Bayesian Deconvolution in Alzheimer's Disease Brain Tissues

Applying Beyesian deconvolution to uncover cell-type-specific contributions in AD.

Project Overview

This project was completed as part of an advanced coursework on Bayesian modeling and computational biology. I led the conceptual development and applied a Bayesian deconvolution method to real-world bulk RNA-seq data from Alzheimer’s disease (AD) brain tissues, with the goal of uncovering cell-type-specific contributions to gene expression patterns and disease risk.

Objectives

  • Develop a cell-type deconvolution pipeline tailored to AD brain tissues using BayesPrism, a Bayesian method.
  • Construct cell-state-informed references from snRNA-seq data and assess performance across different resolutions.
  • Apply the model to real-world bulk RNA-seq data to understand relationships between cell-type composition, AD gene expression, and genetic risk (e.g., APOE ε4).

Methods

  • Reference Construction: Derived multi-resolution cell-state references (3–682 states) from ssREAD single-nucleus RNA-seq data of the human prefrontal cortex.
  • Bayesian Inference: Used Gibbs sampling for posterior inference with Dirichlet priors on cell-state proportions and latent gene contributions.
  • Model Diagnostics: Assessed convergence using trace plots, autocorrelation, 𝑅̂ values, and effective sample size (ESS).
  • Benchmarking: Validated the model using pseudo-bulk data and compared performance against Bisque and DSSC using RMSE and correlation metrics.

Real-World Application

Applied the method to bulk RNA-seq data from post-mortem AD brain tissues (GSE174367). Key findings included:

  • Improved prediction of AD risk after adjusting for deconvoluted cell-type proportions (AUC increased from 0.641 to 0.705).
  • A 14.9% increase in the APOE ε4 odds ratio after cell-type adjustment, suggesting potential confounding by cellular composition.
  • Strong correlations between estimated proportions of astrocytes and neurons with AD expression signatures (e.g., r = 0.82 for excitatory neurons).

Code Repository

The project code is available on GitHub: xc448/BST228_final_proj

Highlights

  • Robust Bayesian inference using MCMC yielded stable and interpretable estimates.
  • Biological insight: Cell-type-specific patterns aligned with known AD pathophysiology.
  • Translational relevance: Adjusting for cellular composition improved genetic risk prediction for AD.

Acknowledgments

This project was completed as part of a team-based graduate course project. I contributed to the conceptual design, literature review, real-world data curation, adaptation and evaluation of the Bayesian deconvolution model, biological interpretation, visualization, manuscript writing, and presentation.
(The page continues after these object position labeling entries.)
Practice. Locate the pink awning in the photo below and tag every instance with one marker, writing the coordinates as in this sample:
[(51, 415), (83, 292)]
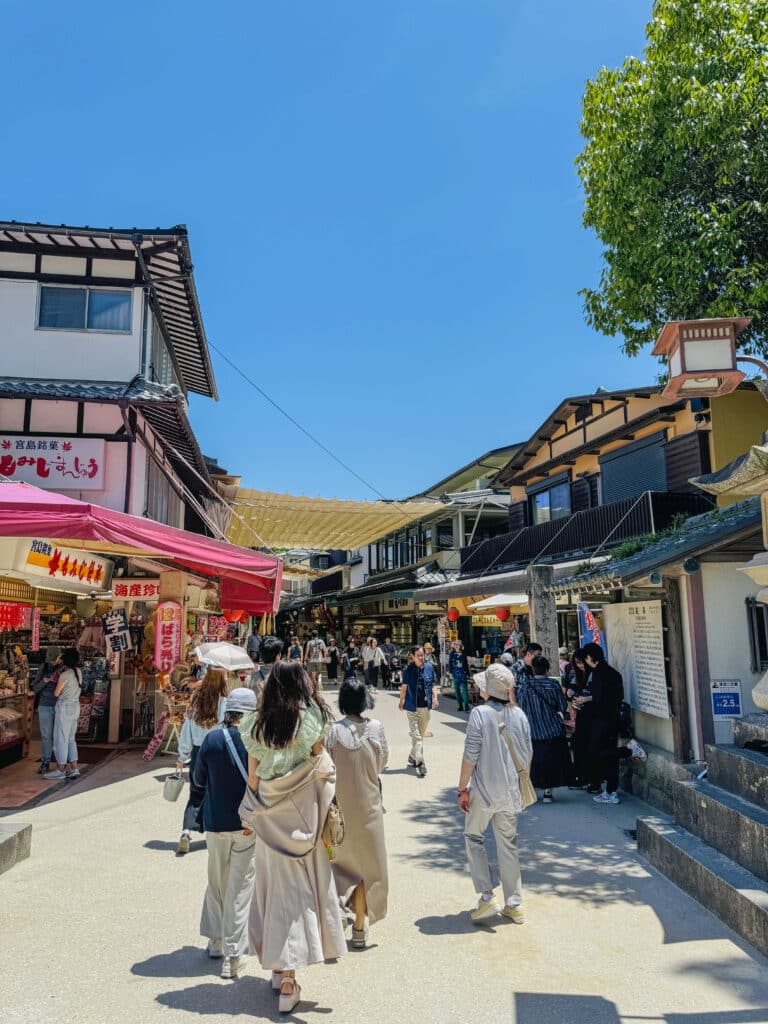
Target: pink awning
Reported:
[(29, 511)]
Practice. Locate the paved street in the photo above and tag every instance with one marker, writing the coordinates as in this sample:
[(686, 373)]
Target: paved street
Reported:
[(100, 924)]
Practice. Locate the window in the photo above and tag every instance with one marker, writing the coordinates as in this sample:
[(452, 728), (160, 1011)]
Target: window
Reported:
[(757, 617), (84, 309), (551, 504)]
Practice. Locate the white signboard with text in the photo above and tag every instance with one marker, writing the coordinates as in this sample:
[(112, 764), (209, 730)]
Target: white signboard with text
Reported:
[(635, 639), (54, 463)]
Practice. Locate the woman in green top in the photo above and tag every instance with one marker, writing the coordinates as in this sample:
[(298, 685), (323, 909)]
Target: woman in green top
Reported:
[(295, 913)]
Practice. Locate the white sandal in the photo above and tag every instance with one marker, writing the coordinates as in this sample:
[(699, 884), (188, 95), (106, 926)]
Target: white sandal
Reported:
[(289, 1000)]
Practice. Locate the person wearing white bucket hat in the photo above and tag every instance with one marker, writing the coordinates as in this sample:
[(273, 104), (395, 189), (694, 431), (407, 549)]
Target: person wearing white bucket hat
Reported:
[(489, 791), (221, 773)]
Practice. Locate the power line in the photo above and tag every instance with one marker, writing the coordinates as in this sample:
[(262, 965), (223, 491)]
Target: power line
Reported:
[(296, 423)]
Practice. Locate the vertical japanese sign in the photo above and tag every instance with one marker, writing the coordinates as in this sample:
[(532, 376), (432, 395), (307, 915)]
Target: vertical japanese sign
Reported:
[(117, 632), (168, 631)]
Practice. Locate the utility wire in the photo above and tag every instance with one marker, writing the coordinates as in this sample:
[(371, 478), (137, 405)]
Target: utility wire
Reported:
[(298, 426)]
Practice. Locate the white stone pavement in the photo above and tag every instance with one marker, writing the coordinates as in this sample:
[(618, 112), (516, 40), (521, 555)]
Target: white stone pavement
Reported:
[(100, 924)]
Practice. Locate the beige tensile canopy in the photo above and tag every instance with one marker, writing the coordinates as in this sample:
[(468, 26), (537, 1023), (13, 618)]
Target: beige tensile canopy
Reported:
[(284, 521)]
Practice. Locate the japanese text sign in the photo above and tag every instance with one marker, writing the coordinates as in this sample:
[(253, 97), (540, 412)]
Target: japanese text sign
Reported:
[(167, 635), (81, 569), (55, 463), (117, 633), (136, 590)]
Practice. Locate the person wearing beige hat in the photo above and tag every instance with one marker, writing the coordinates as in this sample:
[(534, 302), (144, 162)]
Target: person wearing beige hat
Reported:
[(489, 792)]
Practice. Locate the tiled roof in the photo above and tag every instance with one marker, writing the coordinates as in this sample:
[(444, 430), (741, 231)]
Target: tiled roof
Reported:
[(696, 536), (163, 408)]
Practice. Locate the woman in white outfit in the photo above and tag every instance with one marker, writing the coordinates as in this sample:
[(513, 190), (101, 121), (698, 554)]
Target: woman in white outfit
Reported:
[(489, 791), (295, 913)]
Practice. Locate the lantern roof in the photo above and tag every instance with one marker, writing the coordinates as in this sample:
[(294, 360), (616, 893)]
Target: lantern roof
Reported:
[(669, 337)]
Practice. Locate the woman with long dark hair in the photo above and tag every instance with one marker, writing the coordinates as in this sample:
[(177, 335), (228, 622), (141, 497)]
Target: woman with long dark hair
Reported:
[(206, 711), (295, 913)]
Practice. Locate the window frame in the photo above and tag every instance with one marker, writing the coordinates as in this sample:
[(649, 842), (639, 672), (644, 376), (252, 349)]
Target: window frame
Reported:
[(87, 289)]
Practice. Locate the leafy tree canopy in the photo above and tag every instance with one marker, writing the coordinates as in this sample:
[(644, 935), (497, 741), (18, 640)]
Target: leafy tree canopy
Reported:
[(675, 171)]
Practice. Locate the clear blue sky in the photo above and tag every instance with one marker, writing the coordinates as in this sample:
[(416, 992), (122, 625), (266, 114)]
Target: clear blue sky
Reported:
[(383, 209)]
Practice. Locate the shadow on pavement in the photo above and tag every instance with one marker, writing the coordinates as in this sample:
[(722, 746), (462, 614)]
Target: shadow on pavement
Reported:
[(535, 1008), (457, 924), (188, 962), (252, 997), (166, 845)]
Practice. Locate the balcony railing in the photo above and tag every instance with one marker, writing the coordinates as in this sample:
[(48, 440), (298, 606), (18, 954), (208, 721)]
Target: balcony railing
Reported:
[(582, 532), (328, 585)]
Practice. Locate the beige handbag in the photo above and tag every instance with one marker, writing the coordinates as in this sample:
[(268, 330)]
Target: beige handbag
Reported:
[(527, 793)]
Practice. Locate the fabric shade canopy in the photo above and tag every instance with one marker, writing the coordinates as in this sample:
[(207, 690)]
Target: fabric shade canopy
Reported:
[(501, 601), (28, 511), (320, 523)]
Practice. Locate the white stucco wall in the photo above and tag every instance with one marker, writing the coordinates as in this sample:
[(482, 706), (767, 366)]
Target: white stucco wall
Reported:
[(27, 351), (727, 633)]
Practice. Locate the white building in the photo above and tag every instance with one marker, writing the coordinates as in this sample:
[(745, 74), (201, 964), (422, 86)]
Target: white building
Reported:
[(100, 341)]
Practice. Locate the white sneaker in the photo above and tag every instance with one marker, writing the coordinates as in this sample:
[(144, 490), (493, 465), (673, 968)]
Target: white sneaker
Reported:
[(606, 798), (637, 752), (485, 908), (229, 967)]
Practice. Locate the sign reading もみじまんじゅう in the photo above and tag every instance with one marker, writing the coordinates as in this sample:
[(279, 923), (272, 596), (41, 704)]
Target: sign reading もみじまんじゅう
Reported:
[(54, 463), (168, 620)]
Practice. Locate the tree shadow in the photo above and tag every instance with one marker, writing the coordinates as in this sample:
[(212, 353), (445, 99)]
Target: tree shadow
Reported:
[(251, 997)]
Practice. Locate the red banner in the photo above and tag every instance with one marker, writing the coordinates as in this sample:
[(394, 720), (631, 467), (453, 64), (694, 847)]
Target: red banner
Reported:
[(168, 635)]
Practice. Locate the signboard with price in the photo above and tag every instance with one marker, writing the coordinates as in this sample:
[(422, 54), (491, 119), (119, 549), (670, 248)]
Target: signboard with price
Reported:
[(726, 698)]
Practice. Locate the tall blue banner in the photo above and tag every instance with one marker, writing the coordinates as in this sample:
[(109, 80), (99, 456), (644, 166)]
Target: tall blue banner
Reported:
[(589, 630)]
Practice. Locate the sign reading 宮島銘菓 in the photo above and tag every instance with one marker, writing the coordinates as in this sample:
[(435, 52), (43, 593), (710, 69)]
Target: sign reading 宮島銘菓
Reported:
[(55, 463)]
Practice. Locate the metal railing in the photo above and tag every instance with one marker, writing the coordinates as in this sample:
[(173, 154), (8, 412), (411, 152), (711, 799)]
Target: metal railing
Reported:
[(583, 532)]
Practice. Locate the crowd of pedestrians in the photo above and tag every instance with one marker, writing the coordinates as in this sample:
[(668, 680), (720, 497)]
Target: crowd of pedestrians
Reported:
[(291, 803)]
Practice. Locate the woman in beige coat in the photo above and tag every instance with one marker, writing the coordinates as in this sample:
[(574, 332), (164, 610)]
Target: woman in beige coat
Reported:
[(358, 749)]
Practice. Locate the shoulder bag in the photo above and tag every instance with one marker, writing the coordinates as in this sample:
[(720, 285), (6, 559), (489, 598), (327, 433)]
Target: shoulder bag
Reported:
[(527, 793)]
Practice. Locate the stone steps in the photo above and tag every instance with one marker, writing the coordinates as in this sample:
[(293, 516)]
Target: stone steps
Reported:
[(739, 771), (731, 824), (15, 844), (729, 891)]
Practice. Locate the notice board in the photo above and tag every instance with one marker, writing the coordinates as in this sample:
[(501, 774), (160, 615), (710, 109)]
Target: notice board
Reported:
[(635, 639)]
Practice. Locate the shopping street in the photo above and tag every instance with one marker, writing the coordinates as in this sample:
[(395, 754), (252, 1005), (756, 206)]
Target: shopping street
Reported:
[(100, 923)]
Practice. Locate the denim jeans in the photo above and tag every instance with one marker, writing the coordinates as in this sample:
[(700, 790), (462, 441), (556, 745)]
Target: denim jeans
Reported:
[(46, 715), (65, 727)]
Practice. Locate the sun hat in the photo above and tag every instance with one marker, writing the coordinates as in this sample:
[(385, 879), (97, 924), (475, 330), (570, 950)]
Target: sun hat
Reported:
[(497, 681), (241, 699)]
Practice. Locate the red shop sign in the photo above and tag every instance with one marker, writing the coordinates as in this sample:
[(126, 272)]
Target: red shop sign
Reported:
[(167, 635)]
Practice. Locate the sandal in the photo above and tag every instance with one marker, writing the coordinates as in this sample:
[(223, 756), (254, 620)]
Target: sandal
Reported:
[(289, 1000)]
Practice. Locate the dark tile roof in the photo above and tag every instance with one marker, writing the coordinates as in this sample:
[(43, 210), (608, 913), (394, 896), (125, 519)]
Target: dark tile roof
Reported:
[(697, 535), (163, 408)]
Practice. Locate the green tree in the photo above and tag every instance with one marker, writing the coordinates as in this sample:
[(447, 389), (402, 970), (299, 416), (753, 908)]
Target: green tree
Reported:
[(675, 172)]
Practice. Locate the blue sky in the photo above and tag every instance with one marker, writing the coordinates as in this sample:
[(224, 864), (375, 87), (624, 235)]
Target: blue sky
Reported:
[(383, 209)]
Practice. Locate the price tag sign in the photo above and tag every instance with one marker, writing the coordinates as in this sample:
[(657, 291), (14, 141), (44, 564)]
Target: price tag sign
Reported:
[(726, 699)]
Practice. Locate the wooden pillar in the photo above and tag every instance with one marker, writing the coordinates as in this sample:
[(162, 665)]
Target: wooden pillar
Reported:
[(543, 611), (699, 663), (680, 717)]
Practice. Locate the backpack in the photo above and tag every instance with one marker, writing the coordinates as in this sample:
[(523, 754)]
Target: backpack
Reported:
[(624, 719)]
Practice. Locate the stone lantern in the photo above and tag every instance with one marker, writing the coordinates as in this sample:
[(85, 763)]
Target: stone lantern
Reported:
[(701, 356)]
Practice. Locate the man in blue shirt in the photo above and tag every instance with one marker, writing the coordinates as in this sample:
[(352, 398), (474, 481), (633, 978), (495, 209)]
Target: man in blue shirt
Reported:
[(221, 771), (418, 695)]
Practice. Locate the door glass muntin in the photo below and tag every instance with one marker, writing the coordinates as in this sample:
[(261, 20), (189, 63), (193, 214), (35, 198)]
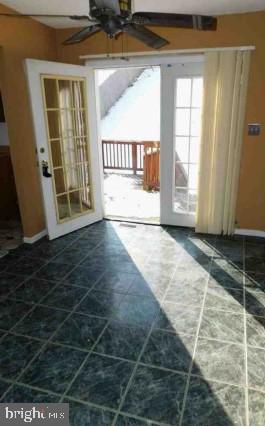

Collaborators contributed critically to upstream components, including reference construction, data preprocessing, cell-state identification methods, custom Gibbs sampler implementation, benchmarking with existing tools, and refinement of both the manuscript and presentation. This project would not have been possible without a fully collaborative effort, and I am grateful for the shared intellectual and technical contributions.